La Cina lancia il primo siluro: «Inquineremo per trent’anni»

PRETATTICA In realtà Pechino potrebbe puntare a raccogliere finanziamenti internazionali per ridurre le sue emissioni

Se il buongiorno si vede dal mattino questo è un inizio plumbeo come una cappa di cenere, grigio come una nube di smog, tetro come una centrale a carbone.
Un salto nella nebbia che neppure l’augurio del primo ministro danese Lars Loekke Rasmussen, pronto a scommettere su “accordi forti e ambiziosi”, riesce a illuminare. A deprimere le speranze dei delegati di 192 Paesi ammassati al Bella Center di Copenaghen per l’inaugurazione del summit sui cambiamenti climatici ci pensa anche stavolta Pechino, l’indiscusso campione dell’inquinamento globale. Il siluro capace di trasformare in fiera delle vanità i dodici giorni di vertice lo lancia il ministro cinese della Scienza e tecnologia Wan Gang annunciando l’intenzione di continuare ad aumentare le emissioni inquinanti per almeno 21 anni. E all’ottimismo non contribuisce neppure Barack Obama. Dopo aver annunciato di non volersi far vedere a Copenaghen prima del 18 dicembre ha deciso di cercar consiglio da Al Gore e ha convocato alla Casa Bianca il compagno di partito campione delle crociate ambientaliste.
Ma il problema di questa prima giornata resta una Cina decisa a non farsi imporre nessuno di quegli obbiettivi per la riduzione delle emissioni, richiesti ai paesi industrializzati.

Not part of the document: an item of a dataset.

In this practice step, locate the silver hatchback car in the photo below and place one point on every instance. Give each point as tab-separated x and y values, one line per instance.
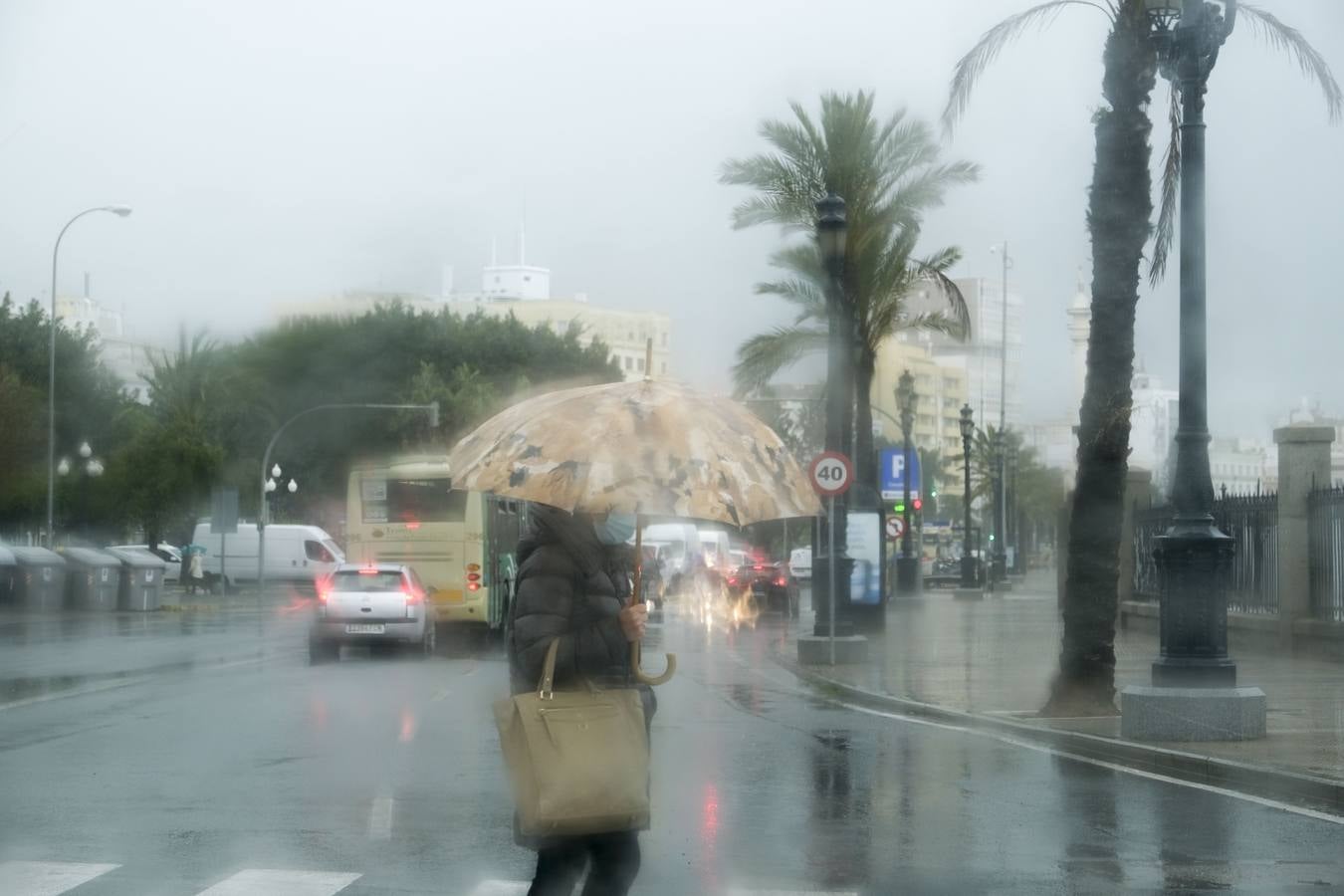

A dar retta a Wan Gang, intervistato dal quotidiano inglese The Guardian, il picco dell’inquinamento “made in China” continuerà a salire almeno fino al decennio tra il 2030 e il 2040. Solo in seguito si potrà sperare in un miglioramento. Se non vi sembra grave mettetevi nei panni degli organizzatori di Copenaghen convinti di poter imporre un limite alle nazioni più inquinanti e contenere un surriscaldamento del pianeta superiore a due gradi. E Wan Gang come risponde? Con la promessa di far peggio per 21 anni nella più brillante delle ipotesi e per 31 in quella più nera. «Quell’intervallo fa ritenere che ben difficilmente la Cina offrirà un contributo reale al tentativo di contenere sotto i due gradi la crescita della temperatura globale, quell’obbiettivo sarebbe compatibile soltanto con un picco delle emissioni fissato fra il 2020 e il 2030», spiega senza giri di parole Jim Watson, esperto di cambiamenti climatici all’Università del Sussex.
Se i primi a sottrarsi all’appello di Copenaghen sono i leader della nazione più inquinante del pianeta tutto diventa più difficile. E anche gli obbiettivi minimi del summit rischiano di risultare irraggiungibili. Il siluro di Wan Gang potrebbe, però, essere anche sapiente e interessata pretattica. La Cina potrebbe sparare alto per poi chiedere alle nazioni più ricche del pianeta quanto siano disposte a pagare un suo eventuale impegno. La mercantile prospettiva s’insinua tra le righe dell’intervista quando il ministro ammette di puntare ai contributi internazionali per contenere le emissioni di anidride carbonica. «Bisogna – abbozza Wan Gang - stabilire un quadro di riferimento per il trasferimento di risorse e tecnologia piuttosto che bloccarsi sulle cifre».
E visto che il trasferimento di tecnologia e finanziamenti dalle nazioni ricche a quelle povere è all’ordine del giorno del summit, qualcuno sospetta che Pechino stia allungando un piattino mezzo vuoto nella consapevolezza di riportarlo a casa stracolmo di contributi.

Se invece andrà male, potrà ribaltare tutte le colpe sulle nazioni industrializzate e continuare a sfruttare il carbone per oltre il 70 per cento dell’energia consumata. Quanto alle energie pulite e alternative, tanto care alle anime belle occidentali, a Pechino non c’è fretta. Nella Cina di oggi non superano l’8-9 per cento del consumo e non arriveranno al 15 per cento prima del 2020.